Vous aurez remarqué que cette forme verbale du « pouvoir/achever » est disposée partout dans notre Parabole. Par exemple au début, où on nous explique que celui qui ne hait pas etc… ou ne porte pas etc… ne peut pas (lo yukhal) être mon disciple.
On me signale que lo yukhal לא יוכל vaut 52, nous sommes en quelque sorte cernés par le hasard
ou alors le texte est très construit
Mais dans ce cas une seule parabole suffirait. Celle de la Tour par exemple. Pourquoi redoubler le mashal avec une nouvelle parabole, celle des deux rois qui s’affrontent? Nous avons vu, par exemple dans le Midrash Rabba sur Ruth, que la controverse entre disciples des Sages est comparée dans le midrash juif aux arts martiaux. Le mashal des Deux Rois évoquerait alors l’idée que le judaïsme messianique a deux fois plus d’arguments que le courant non-messianique et que donc ce dernier devrait rendre les armes : demander la paix c’est en effet demander le messie. Ce ne sont pas les textes chrétiens qui nous l’apprennent mais des textes juifs (shalom be-gematria ze mashiaH). La seconde Parabole dirait en quelque sorte: Vous feriez mieux de renoncer (la peshitta sur ce verset utilise le verbe shabaq) et demander/rechercher (le-baquesh) le messie.

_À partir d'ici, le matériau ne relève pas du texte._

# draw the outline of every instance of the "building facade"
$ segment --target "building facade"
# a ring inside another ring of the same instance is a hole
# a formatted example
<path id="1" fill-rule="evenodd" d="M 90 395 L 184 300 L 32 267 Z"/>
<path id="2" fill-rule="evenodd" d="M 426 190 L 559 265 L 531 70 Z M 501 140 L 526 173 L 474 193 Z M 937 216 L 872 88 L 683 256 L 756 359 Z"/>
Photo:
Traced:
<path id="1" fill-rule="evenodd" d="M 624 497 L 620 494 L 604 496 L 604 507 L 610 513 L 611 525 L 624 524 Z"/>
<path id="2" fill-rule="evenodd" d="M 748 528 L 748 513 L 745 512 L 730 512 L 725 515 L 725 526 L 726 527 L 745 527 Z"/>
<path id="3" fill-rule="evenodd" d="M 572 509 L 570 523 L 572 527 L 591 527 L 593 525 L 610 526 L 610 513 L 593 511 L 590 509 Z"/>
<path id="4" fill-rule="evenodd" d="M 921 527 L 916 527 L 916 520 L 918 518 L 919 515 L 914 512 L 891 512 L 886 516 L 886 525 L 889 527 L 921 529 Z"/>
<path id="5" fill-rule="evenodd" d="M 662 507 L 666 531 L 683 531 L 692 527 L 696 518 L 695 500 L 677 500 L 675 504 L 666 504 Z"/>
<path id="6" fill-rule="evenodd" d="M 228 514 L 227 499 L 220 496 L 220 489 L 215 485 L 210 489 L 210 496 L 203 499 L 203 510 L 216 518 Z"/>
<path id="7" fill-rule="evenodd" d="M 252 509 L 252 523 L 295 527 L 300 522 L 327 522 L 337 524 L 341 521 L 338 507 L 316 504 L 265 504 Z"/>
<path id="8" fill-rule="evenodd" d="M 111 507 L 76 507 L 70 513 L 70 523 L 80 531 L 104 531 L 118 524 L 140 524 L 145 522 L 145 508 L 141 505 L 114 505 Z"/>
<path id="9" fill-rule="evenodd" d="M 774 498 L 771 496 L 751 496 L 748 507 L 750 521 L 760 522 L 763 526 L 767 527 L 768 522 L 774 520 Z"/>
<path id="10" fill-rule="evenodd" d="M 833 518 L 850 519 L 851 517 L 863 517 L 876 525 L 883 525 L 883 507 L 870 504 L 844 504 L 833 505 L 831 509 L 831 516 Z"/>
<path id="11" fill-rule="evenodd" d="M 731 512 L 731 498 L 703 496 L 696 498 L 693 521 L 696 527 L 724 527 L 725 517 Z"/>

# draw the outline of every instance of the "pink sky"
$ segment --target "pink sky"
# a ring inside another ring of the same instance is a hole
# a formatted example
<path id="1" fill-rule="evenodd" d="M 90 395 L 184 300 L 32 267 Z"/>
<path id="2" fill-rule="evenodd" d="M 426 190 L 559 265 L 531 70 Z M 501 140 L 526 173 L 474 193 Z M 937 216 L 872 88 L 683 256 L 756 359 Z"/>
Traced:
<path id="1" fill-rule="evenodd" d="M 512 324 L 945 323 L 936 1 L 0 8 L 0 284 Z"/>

La notion de haine qui nous semblait si étrange au début de notre parabole devait, normalement elle-aussi, conduire l’auditeur vers le thème messianique via ce verset de Michée:
Car le fils insulte le père, la fille se dresse contre sa mère, la belle-fille contre sa belle-mère, chacun a pour ennemis les gens de sa maison (Mi 7,6)
Isaïe comme Michée prophétisent en effet qu’à la fin des temps, on se haïra les uns les autres dans chaque famille. Il s’agit tout simplement de l’idée que le messie arrivera au comble de l’impiété. Il resterait encore bien des détails à régler pour que cette Parabole double puisse nous permettre de recevoir un message clair, mais il faudrait pour cela que nos exégètes passent beaucoup plus de temps sur les toits.
On vérifie au moins ici l’idée que la Parabole n’est jamais gratuite.